The lnet kernel module can be loaded directly through the modprobe command or indirectly by loading a kernel module that has a dependency on LNet. In normal operation, the lnet module will be loaded indirectly as a consequence of attempting to start a Lustre service, e.g. by mounting a file system on a client. However, one can treat LNet as independent of Lustre and start it on its own. This is useful for testing and debugging purposes, and to provide some verification of correctness when a system boots up prior to committing to loading the higher-level services (i.e. Lustre).

To load the LNet kernel module, run:

modprobe [-v] lnet

The -v flag is optional and provides verbose output, which is useful for debugging purposes but is normally omitted.
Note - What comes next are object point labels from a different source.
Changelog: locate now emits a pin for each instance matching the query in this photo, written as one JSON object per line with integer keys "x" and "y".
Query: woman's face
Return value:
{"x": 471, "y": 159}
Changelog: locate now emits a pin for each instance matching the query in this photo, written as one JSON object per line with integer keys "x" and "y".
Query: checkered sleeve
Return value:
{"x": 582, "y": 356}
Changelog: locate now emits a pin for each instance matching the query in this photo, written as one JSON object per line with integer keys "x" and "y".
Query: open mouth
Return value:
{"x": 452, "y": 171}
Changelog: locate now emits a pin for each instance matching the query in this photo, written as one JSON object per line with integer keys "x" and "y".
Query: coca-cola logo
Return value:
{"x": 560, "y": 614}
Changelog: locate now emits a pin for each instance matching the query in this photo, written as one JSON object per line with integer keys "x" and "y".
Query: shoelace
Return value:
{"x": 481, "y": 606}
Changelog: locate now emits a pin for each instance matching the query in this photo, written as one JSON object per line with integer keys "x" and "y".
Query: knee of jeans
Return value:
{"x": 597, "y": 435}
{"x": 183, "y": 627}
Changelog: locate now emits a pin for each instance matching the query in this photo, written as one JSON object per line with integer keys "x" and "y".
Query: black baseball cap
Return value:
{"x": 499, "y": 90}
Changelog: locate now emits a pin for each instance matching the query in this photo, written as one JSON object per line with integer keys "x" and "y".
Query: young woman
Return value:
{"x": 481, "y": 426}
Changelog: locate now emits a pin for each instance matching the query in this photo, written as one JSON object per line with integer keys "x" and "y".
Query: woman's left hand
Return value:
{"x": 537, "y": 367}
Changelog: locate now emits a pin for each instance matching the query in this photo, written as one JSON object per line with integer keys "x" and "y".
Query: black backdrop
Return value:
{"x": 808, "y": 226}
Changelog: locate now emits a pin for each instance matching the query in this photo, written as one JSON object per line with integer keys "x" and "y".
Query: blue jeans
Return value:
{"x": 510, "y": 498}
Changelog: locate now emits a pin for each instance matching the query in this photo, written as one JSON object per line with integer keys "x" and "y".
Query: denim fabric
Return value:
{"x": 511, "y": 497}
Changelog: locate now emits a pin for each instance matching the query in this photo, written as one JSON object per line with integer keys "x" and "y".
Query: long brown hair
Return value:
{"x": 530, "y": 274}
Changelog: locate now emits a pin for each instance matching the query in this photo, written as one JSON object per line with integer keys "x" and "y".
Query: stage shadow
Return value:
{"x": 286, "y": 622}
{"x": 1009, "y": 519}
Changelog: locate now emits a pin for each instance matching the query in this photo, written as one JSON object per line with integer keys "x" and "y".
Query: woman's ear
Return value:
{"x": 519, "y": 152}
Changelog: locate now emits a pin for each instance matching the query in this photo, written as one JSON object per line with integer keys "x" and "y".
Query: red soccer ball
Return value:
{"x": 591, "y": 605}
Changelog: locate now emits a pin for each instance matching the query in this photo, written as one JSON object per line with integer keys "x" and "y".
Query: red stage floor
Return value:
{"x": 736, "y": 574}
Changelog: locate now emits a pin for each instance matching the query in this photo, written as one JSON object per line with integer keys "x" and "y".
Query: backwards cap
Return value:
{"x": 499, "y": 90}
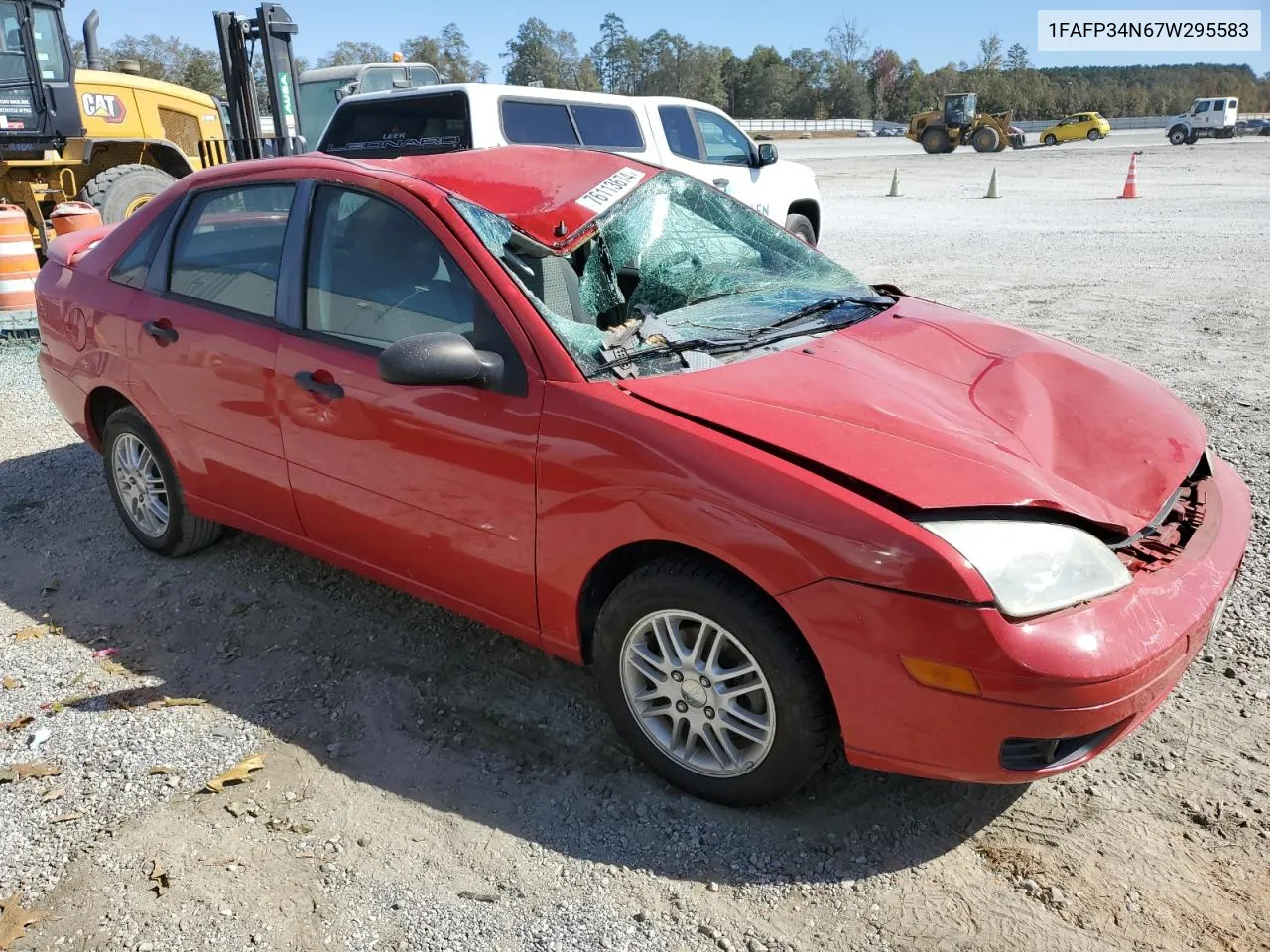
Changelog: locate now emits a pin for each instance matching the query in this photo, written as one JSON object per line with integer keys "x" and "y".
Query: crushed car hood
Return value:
{"x": 942, "y": 409}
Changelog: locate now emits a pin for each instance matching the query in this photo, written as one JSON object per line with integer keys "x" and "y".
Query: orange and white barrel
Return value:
{"x": 73, "y": 216}
{"x": 18, "y": 270}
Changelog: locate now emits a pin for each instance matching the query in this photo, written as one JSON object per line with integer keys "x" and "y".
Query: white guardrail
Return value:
{"x": 1124, "y": 122}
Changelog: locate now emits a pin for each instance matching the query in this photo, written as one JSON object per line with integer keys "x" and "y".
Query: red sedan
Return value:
{"x": 608, "y": 411}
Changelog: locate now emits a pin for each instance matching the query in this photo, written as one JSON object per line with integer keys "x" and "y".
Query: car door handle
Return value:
{"x": 331, "y": 390}
{"x": 162, "y": 330}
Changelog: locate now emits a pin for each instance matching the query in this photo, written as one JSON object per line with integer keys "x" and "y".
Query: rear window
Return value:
{"x": 134, "y": 266}
{"x": 548, "y": 123}
{"x": 607, "y": 126}
{"x": 411, "y": 125}
{"x": 539, "y": 123}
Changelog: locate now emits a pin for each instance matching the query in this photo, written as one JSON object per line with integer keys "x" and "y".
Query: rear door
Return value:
{"x": 203, "y": 350}
{"x": 431, "y": 484}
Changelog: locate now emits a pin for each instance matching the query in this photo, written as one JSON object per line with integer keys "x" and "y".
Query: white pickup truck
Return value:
{"x": 679, "y": 134}
{"x": 1206, "y": 118}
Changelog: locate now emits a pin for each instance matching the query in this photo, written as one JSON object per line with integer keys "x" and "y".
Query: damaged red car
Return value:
{"x": 610, "y": 411}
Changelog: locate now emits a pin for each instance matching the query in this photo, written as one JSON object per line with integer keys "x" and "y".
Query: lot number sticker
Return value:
{"x": 611, "y": 189}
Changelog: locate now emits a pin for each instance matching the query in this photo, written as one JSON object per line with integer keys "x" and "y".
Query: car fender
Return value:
{"x": 615, "y": 470}
{"x": 788, "y": 182}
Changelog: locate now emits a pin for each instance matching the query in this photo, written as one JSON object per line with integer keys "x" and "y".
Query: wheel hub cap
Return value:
{"x": 698, "y": 693}
{"x": 140, "y": 485}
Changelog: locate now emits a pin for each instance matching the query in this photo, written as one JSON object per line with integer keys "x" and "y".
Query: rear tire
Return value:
{"x": 937, "y": 141}
{"x": 688, "y": 597}
{"x": 985, "y": 140}
{"x": 125, "y": 189}
{"x": 136, "y": 465}
{"x": 801, "y": 227}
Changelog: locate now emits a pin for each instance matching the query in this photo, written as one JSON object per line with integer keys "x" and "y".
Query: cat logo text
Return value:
{"x": 100, "y": 105}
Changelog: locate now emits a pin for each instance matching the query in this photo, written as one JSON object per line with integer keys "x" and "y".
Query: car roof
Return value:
{"x": 536, "y": 188}
{"x": 493, "y": 91}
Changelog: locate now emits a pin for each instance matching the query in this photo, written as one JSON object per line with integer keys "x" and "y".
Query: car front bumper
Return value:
{"x": 1056, "y": 690}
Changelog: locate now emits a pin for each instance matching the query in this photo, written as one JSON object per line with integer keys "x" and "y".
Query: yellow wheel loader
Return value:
{"x": 114, "y": 139}
{"x": 959, "y": 123}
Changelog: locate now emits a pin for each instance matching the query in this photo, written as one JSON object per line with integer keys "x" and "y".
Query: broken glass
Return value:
{"x": 674, "y": 261}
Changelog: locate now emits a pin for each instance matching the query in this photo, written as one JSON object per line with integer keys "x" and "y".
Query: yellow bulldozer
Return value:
{"x": 960, "y": 123}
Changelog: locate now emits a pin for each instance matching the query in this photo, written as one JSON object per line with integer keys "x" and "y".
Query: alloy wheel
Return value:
{"x": 140, "y": 485}
{"x": 698, "y": 693}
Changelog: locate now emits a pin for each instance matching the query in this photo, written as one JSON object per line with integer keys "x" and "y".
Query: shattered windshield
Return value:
{"x": 677, "y": 277}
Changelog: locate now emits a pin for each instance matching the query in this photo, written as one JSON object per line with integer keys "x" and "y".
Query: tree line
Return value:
{"x": 844, "y": 77}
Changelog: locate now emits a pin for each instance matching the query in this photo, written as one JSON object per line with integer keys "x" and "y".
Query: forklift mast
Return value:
{"x": 273, "y": 30}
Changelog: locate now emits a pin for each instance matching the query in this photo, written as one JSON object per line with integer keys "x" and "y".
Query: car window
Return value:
{"x": 375, "y": 275}
{"x": 680, "y": 132}
{"x": 607, "y": 127}
{"x": 134, "y": 266}
{"x": 539, "y": 123}
{"x": 50, "y": 51}
{"x": 411, "y": 125}
{"x": 381, "y": 79}
{"x": 724, "y": 143}
{"x": 229, "y": 248}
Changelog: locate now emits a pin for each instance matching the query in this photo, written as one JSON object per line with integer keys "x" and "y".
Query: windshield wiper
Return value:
{"x": 679, "y": 347}
{"x": 826, "y": 304}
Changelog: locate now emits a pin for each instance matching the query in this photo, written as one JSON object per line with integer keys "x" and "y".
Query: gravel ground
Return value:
{"x": 430, "y": 784}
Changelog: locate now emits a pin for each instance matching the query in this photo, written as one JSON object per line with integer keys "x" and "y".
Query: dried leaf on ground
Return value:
{"x": 177, "y": 702}
{"x": 59, "y": 706}
{"x": 238, "y": 774}
{"x": 109, "y": 666}
{"x": 158, "y": 878}
{"x": 14, "y": 920}
{"x": 16, "y": 774}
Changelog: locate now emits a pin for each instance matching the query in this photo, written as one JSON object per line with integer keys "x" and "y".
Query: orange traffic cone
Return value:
{"x": 1130, "y": 182}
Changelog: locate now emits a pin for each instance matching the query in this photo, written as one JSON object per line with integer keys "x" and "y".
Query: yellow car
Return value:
{"x": 1089, "y": 126}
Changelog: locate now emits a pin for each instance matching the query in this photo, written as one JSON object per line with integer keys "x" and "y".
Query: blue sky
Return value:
{"x": 921, "y": 28}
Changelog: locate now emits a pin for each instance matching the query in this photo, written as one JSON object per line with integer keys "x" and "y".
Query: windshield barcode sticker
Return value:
{"x": 611, "y": 189}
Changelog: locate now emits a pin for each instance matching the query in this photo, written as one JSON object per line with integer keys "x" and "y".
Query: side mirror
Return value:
{"x": 440, "y": 358}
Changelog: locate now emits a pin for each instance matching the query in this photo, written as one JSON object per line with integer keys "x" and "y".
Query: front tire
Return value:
{"x": 937, "y": 141}
{"x": 122, "y": 190}
{"x": 801, "y": 227}
{"x": 710, "y": 683}
{"x": 985, "y": 140}
{"x": 144, "y": 485}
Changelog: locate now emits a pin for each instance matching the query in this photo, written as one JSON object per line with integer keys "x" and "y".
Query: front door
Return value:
{"x": 432, "y": 484}
{"x": 204, "y": 348}
{"x": 706, "y": 145}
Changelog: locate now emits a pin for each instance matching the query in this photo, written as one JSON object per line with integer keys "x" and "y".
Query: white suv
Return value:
{"x": 1206, "y": 117}
{"x": 679, "y": 134}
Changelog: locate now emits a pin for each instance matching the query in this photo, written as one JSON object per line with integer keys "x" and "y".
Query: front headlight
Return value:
{"x": 1034, "y": 566}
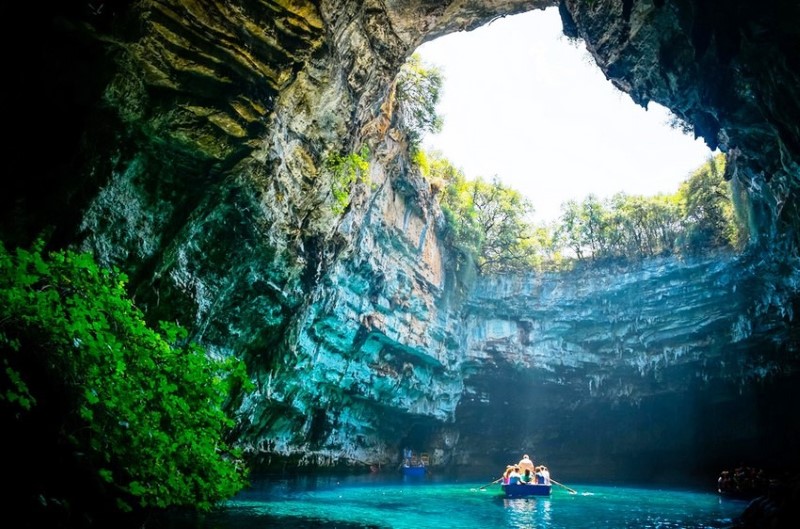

For example:

[root@rh7z-pe ~]# modprobe -v lnet
insmod /lib/modules/3.10.0-327.13.1.el7_lustre.x86_64/extra/kernel/net/lustre/libcfs.ko 
insmod /lib/modules/3.10.0-327.13.1.el7_lustre.x86_64/extra/kernel/net/lustre/lnet.ko networks="tcp0(eth1)" 

Notice that a second module, called libcfs.ko, was also loaded. The libcfs module is an API used throughout Lustre and LNet and provides primitives for things like process management, memory management, and debugging.

After the module is loaded, the LNet service needs to be started:

lctl network up
# or
lctl network configure

The lctl network command works on all versions of Lustre, and prior to version 2.7, it is the only way to manually start LNet. In Lustre 2.7 and onward, there is also the lnetctl utility:

lnetctl lnet configure [--all]

The lnetctl configure command will not automatically configure networks that are specified in the kernel module parameters; the lnet service will start, but the interfaces will not be configured. Supplying the --all flag will cause all of the networks defined as kernel module options to be loaded and started.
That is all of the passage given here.